If you want to enjoy the views of the city, you can’t pass up a ride on the Horikawa Sightseeing Boat. A small boat takes you around the city on the waters of the castle moats, giving you a unique perspective from which to see the castle and the townscape around it. You can experience the beauty of the forest surrounding the castle and the wild birds that visit the moat, and as the seasons change, no view is ever the same. There are 17 bridges over the moat tour route, and four of these are too low for the boat’s roof to pass under. In order to solve this problem, the boats were designed so that their roofs could be lowered enough for the boats to pass under the bridges. The roof goes so low that all the passengers have to lean down close to the floor of the boat, and the shared experience is much like that of a team of explorers hunched down and going through some low-roofed cave.
From the top of the castle tower, you have a panoramic view of the entire city. What kind of world did the castle lords see from here? That answer can be found in the orderly layout of the city that still can be seen from the top of Matsue Castle.
Thanks to Tokyo, Matsue is Beautiful
Did you know that Tokyo, during the Edo Period, also prospered as a “City of Water?" After setting up the shogunate in Edo, the waterways developed by Tokugawa Ieyasu did not merely allow for the transportation of people and goods, but also gave birth to new culture. You can still find the appeal of Tokyo in the city’s waterfronts.
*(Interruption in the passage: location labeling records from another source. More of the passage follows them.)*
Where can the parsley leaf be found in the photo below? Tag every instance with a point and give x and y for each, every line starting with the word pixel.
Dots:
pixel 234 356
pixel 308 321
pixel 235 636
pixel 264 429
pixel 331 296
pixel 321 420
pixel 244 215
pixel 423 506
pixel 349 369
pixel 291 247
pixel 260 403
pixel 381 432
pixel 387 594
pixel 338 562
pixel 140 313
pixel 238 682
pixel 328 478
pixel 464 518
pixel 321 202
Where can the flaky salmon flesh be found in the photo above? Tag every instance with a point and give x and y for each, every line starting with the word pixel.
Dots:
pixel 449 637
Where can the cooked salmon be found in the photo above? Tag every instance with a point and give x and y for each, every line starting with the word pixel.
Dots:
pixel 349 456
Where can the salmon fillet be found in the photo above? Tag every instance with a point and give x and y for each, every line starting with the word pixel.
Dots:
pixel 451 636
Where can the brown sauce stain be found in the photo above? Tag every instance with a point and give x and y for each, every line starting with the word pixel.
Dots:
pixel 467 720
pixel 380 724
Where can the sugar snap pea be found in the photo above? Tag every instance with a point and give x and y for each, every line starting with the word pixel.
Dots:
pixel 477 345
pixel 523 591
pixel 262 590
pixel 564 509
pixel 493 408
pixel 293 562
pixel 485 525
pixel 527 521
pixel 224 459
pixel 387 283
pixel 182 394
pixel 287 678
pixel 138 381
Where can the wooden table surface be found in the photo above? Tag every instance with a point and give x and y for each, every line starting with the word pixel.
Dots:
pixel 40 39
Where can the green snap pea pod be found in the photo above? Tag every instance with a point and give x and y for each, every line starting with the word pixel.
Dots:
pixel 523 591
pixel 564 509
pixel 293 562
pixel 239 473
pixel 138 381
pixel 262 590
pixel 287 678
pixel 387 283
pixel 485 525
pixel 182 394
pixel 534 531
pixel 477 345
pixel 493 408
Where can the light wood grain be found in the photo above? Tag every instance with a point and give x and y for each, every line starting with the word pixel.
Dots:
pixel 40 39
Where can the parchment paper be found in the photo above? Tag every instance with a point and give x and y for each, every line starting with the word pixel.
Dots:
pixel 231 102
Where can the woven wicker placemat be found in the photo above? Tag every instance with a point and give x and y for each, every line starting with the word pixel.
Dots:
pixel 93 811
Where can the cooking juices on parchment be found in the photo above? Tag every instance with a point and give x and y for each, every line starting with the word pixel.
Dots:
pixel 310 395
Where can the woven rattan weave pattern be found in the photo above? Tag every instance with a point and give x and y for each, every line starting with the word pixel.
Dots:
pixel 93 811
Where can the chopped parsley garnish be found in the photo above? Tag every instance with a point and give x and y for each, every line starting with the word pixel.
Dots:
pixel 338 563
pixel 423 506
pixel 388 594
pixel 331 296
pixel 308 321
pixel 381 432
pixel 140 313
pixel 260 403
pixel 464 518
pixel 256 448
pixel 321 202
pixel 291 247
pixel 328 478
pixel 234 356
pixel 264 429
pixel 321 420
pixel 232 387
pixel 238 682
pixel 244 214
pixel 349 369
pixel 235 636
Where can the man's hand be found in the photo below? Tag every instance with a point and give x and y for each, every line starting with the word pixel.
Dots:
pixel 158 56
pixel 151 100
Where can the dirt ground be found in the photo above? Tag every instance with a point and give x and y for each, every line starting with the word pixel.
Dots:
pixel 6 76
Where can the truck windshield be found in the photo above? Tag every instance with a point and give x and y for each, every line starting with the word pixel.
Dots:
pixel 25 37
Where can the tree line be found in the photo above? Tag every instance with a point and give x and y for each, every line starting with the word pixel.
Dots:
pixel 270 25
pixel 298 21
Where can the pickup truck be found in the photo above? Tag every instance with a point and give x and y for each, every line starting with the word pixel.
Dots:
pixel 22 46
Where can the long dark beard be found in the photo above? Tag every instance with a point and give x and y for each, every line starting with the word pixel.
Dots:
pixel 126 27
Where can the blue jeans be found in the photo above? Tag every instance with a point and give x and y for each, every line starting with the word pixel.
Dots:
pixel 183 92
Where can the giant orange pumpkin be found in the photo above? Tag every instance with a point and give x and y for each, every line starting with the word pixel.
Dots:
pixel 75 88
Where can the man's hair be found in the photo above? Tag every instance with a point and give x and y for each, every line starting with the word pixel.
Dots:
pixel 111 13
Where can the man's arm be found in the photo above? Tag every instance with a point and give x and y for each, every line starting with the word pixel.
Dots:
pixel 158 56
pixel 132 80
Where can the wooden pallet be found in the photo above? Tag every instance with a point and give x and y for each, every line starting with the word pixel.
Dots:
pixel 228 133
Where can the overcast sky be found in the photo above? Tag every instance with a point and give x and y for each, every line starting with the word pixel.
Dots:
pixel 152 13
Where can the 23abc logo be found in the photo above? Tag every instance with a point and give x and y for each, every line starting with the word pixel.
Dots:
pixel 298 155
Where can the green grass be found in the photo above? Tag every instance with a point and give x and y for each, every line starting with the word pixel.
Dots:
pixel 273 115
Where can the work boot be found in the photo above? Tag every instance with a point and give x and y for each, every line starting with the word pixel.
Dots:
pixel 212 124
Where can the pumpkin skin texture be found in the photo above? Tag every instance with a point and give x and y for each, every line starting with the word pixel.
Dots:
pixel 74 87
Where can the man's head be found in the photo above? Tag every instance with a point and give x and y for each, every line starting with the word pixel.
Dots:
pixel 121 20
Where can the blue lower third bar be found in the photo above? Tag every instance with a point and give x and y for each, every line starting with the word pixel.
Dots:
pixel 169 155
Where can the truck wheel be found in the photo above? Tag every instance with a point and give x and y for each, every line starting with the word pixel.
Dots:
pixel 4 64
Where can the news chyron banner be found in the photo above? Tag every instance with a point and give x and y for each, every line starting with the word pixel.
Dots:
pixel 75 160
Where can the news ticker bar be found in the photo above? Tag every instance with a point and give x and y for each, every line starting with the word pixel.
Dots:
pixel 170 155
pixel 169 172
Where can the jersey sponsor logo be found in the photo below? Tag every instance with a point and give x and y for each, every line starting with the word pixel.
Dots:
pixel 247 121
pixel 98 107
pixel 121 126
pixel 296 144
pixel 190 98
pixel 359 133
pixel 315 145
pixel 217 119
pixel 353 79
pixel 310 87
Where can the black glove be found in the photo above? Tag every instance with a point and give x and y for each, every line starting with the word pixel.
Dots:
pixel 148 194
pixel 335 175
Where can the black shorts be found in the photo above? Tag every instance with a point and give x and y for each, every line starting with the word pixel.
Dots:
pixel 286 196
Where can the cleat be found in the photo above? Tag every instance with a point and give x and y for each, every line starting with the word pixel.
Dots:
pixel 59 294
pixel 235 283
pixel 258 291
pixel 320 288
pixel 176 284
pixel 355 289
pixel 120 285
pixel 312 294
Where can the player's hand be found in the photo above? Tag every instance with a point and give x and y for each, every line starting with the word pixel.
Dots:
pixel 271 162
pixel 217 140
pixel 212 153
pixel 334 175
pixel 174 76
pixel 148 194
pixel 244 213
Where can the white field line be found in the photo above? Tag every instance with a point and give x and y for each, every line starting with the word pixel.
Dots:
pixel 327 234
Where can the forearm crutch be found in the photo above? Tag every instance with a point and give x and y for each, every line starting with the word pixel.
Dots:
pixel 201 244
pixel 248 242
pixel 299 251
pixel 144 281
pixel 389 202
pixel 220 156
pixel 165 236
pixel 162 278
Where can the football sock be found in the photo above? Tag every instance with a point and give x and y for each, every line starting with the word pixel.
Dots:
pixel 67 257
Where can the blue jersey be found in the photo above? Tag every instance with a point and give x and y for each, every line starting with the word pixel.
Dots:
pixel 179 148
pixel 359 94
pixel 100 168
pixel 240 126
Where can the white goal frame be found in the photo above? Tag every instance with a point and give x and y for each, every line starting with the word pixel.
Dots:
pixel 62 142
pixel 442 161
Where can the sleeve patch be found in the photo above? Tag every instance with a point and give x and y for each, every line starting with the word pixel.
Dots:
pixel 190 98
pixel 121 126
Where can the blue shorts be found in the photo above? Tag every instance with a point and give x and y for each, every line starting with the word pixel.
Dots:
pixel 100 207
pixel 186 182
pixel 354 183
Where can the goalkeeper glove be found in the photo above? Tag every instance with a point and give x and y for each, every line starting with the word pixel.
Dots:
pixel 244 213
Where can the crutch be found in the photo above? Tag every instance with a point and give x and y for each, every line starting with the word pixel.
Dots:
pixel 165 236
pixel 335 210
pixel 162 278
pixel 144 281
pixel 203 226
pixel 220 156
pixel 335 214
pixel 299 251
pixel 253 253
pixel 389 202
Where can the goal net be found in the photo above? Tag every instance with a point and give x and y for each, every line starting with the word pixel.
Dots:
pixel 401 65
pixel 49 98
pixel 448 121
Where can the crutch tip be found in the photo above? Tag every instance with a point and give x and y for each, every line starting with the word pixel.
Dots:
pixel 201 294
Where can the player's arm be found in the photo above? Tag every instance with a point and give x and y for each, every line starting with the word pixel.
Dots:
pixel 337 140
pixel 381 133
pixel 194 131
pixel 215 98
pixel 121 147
Venice is famous worldwide as a city that developed by filling in wetlands as part of its urban development. Tokyo also has a history, like Venice’s, as a “City of Water." About 150 years ago, as Japan moved from the last days of Tokugawa Shogunate into the Meiji Era, the foreigners who visited Tokyo described their surprise and wonder in diaries and records of their travels, calling it “City of Water of the Orient."
During the Edo Period, many goods came in to Edo from all over the country via sea routes and then were transported inland using Edo’s network of waterways. Edo took shape around those waterways throughout the city. Around 1800, it had a population of one million people, making it the city with the world’s largest population, as well as the central city of the entire nation. Tokyo remained the center of Japan following the end of the Edo Period, and this didn’t change even after the city was reduced to burnt-out ruins during the air raids of World War II. Why? Because cities that developed through commerce or manufacturing were concentrated on the Pacific Ocean side of Japan, all with easy access to Tokyo. Infrastructure such as the shinkansen and expressways have all been built with Tokyo at the center.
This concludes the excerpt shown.